Missing When Summer Break Was an Actual Break

Few things can change your opinion about something as efficiently as a change in perspective. 

Take summer break, for example.  When I was a kid, I loved summer break, or summer vacation, or whatever you want to call it.  More than two whole months off from school?  What’s not to like? 

Then I became a parent of school-aged children.  And oh, how my perspective has changed.  Don’t get me wrong, I still love summer.   But from the day school gets out until they go back after Labor Day, my wife and I spend almost every second that we are not working or sleeping, coordinating the full-time entertainment and transportation of our four children.

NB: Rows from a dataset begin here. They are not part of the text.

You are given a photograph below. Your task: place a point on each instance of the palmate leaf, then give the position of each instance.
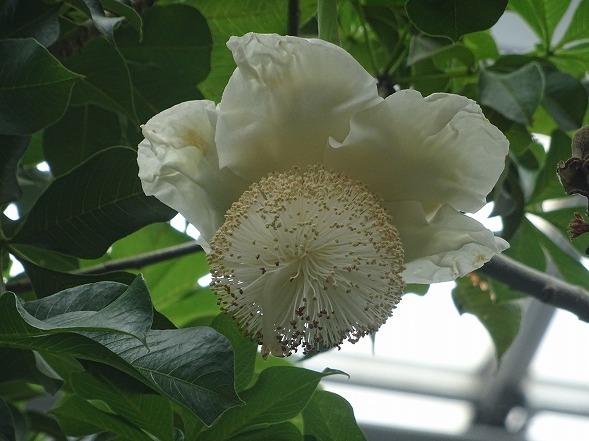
(280, 393)
(176, 39)
(328, 417)
(151, 412)
(192, 366)
(84, 211)
(541, 15)
(515, 95)
(454, 18)
(11, 151)
(95, 307)
(34, 87)
(82, 132)
(500, 318)
(30, 18)
(106, 80)
(77, 417)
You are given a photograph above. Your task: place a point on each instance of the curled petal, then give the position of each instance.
(436, 150)
(178, 164)
(448, 246)
(286, 98)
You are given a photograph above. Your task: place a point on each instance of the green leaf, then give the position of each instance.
(18, 364)
(235, 17)
(577, 29)
(565, 99)
(192, 366)
(439, 50)
(454, 18)
(123, 9)
(501, 319)
(46, 282)
(30, 19)
(244, 350)
(105, 307)
(482, 45)
(176, 39)
(547, 184)
(329, 416)
(42, 423)
(94, 10)
(277, 432)
(107, 82)
(7, 429)
(34, 87)
(515, 95)
(150, 412)
(11, 150)
(541, 15)
(82, 132)
(280, 393)
(84, 211)
(77, 417)
(150, 100)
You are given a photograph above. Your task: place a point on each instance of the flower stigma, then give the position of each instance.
(307, 258)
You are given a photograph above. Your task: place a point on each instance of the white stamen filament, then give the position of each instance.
(307, 259)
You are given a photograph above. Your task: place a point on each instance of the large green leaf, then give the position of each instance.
(107, 82)
(84, 211)
(11, 151)
(94, 10)
(30, 19)
(151, 99)
(82, 132)
(277, 432)
(235, 17)
(565, 99)
(541, 15)
(176, 39)
(500, 318)
(46, 281)
(34, 87)
(77, 417)
(454, 18)
(106, 306)
(7, 430)
(547, 184)
(280, 393)
(192, 366)
(152, 413)
(329, 416)
(173, 283)
(515, 95)
(244, 350)
(18, 364)
(577, 29)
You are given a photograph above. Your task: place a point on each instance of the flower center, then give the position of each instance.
(307, 259)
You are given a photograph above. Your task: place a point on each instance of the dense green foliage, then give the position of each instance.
(147, 356)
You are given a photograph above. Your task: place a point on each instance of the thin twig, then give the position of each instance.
(537, 284)
(134, 262)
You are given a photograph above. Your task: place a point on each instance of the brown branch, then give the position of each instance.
(537, 284)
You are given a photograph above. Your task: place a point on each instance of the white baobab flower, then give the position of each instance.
(316, 199)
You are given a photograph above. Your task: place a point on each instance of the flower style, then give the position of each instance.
(316, 199)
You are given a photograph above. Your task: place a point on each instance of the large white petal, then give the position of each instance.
(287, 96)
(436, 150)
(448, 246)
(178, 165)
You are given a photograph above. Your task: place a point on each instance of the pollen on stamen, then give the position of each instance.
(307, 234)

I know, I know. That’s what parents do (when teachers aren’t available).   But it seems things have gotten worse with the recent generation. 


Where I'll be spending most of my
summer.  In our minivan, on the road.
(This is stock image. Our van is much
older, and less sleek looking)
When I was a kid, we’d spend half our summer days in the woods behind our house, and the other half at my grandmother’s house on Lake Ontario.  We were very lucky, I know.  

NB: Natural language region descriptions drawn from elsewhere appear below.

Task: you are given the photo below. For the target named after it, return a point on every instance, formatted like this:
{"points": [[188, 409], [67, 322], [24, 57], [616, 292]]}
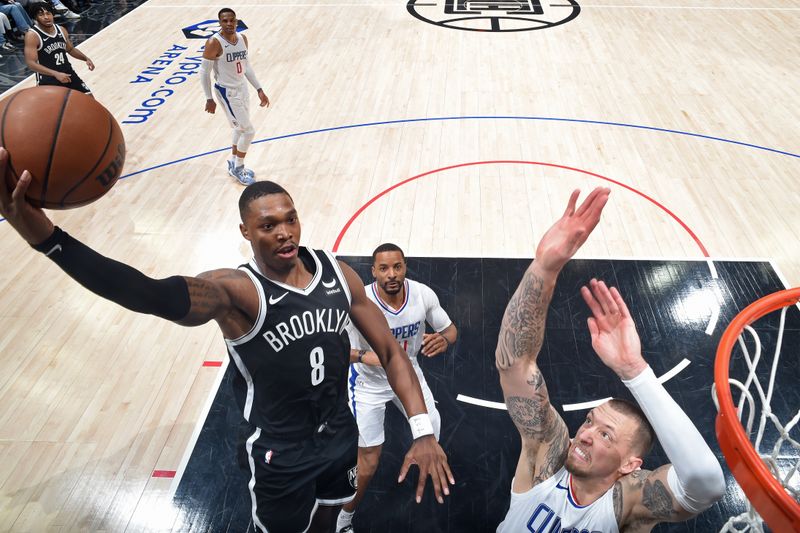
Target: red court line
{"points": [[515, 162]]}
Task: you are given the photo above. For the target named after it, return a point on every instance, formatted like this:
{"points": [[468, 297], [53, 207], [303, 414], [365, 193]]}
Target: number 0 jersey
{"points": [[230, 66], [293, 362], [551, 506]]}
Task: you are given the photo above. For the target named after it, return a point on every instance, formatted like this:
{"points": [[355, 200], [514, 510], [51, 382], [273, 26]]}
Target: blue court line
{"points": [[473, 117], [478, 117]]}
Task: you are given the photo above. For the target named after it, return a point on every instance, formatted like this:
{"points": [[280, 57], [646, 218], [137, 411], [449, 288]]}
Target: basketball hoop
{"points": [[769, 490]]}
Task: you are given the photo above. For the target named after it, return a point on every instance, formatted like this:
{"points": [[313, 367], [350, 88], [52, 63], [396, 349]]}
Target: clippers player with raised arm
{"points": [[594, 482], [225, 54], [46, 48], [283, 317], [407, 306]]}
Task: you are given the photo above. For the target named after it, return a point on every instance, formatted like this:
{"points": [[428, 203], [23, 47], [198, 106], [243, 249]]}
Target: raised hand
{"points": [[613, 331], [426, 453], [567, 235], [29, 221]]}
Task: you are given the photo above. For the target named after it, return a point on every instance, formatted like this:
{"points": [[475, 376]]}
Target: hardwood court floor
{"points": [[688, 105]]}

But the days were ours, free from schedules, camps and swim class.  Sure, I remember going to one summer camp for one summer – a day camp at a local community college.   Other than that, we entertained ourselves.  Okay, maybe an exaggeration.  My parents always did their share to keep us busy with activities.  But still, it was different.

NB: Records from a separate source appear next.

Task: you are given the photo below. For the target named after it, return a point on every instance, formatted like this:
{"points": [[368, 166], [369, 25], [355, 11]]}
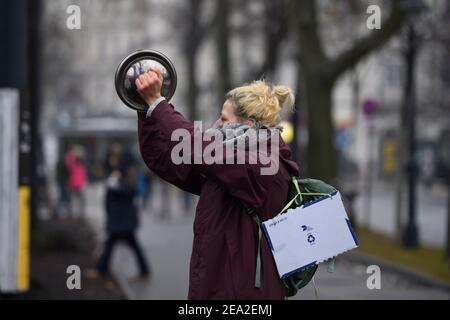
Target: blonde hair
{"points": [[261, 102]]}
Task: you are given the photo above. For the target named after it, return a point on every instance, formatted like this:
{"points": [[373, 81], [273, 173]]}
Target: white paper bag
{"points": [[309, 234]]}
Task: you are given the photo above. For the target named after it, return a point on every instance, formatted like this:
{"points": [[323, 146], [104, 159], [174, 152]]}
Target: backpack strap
{"points": [[255, 217]]}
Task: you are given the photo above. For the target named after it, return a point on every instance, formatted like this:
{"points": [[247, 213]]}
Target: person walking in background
{"points": [[62, 177], [77, 183], [121, 220]]}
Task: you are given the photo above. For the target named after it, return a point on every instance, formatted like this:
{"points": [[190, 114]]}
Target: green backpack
{"points": [[300, 192]]}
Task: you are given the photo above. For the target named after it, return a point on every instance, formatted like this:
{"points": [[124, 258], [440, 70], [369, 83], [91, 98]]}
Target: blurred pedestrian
{"points": [[122, 219], [77, 184], [62, 178]]}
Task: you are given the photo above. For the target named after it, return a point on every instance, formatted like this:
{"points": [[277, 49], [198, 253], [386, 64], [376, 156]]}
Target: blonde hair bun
{"points": [[261, 102]]}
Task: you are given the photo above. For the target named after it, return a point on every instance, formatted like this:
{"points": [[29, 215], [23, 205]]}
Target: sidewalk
{"points": [[431, 212], [168, 245]]}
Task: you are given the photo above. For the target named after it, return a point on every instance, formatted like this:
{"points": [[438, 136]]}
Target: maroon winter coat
{"points": [[225, 244]]}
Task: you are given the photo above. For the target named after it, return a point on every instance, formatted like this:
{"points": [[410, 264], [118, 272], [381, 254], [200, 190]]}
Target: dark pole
{"points": [[447, 247], [411, 232], [34, 101]]}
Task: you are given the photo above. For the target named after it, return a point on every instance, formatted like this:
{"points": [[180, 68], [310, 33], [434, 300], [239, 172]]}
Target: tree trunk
{"points": [[222, 16], [321, 153]]}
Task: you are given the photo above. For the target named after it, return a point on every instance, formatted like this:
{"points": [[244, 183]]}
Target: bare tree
{"points": [[318, 74], [223, 8]]}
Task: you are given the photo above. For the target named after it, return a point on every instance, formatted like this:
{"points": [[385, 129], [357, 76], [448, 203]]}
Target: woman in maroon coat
{"points": [[225, 248]]}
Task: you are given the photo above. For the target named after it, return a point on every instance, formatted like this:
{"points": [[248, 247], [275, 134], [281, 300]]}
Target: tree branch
{"points": [[363, 46], [311, 47]]}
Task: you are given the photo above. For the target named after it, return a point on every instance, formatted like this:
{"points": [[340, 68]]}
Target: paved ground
{"points": [[168, 244], [431, 212]]}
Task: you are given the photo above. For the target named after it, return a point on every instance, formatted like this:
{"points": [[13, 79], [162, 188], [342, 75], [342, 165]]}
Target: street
{"points": [[168, 243]]}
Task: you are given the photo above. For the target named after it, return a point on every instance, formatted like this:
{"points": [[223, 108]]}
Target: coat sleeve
{"points": [[156, 148], [242, 181]]}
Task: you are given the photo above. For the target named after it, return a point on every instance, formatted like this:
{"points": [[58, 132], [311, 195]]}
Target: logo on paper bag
{"points": [[309, 235]]}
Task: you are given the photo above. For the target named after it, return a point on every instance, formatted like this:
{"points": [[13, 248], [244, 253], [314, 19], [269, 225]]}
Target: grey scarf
{"points": [[240, 136]]}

Now, I’m on the road a few hours each day picking up, dropping off, and delivering one or more of our children to the various camps they attend, so that their parents – my wife and I – can continue to earn a living. 

Take just our oldest as an example:  the summer began with a two week theatre camp, full day.  Now she’s in a one week soccer camp, which is only half day.  Next week she goes to a two week session at a real camp, meaning a camp in the woods with a lake.   Her two sisters have their own camps, as well.  

These are all just day camps, not spend-the-nights like in the movies.  That means we are carting their little butts all over town -- twice a day, every day.  And that’s not even counting the swim classes they all take at different times throughout the week.

It beats the alternative, which is them watching television all day long as we work, with them saying how board they are fifty-thousand times before the sun sets.  (For those who don’t know, my wife and I both work full-time jobs from home.  We’re very lucky, I know -- Sort of.  But that’s a whole other blog.)  

I wish we had enough funds to have one of us take the summer off, just to hang with them.  It’d be nice to play in the yard all day, or do outings to the library, and the park, and the zoo. But we have four kids, so money remains tight.

Back when we started this brood, we swore we wouldn’t be the type of parents that over-schedule their kids to the point where we’d end up just a taxi service for familiar little strangers who’d rather be at some random activity with their friends than spending time with their family.  Swim.  Soccer.  Dance … every minute scheduled.  We were against the whole notion.  We weren’t going to be those parents.

It seems to have happened anyway.

So tomorrow, and the next day, and the next day after that, my wife or I can be found most mornings, at lunch and in the evening, cruising the local roads in the minivan, trucking our kids all over creation.

It gives me two thoughts. 


First, I have new-found respect for teachers, and bus drivers.  And I'm not just saying that because I'm a Democrat.  

And second, I miss when summer break was actually a break.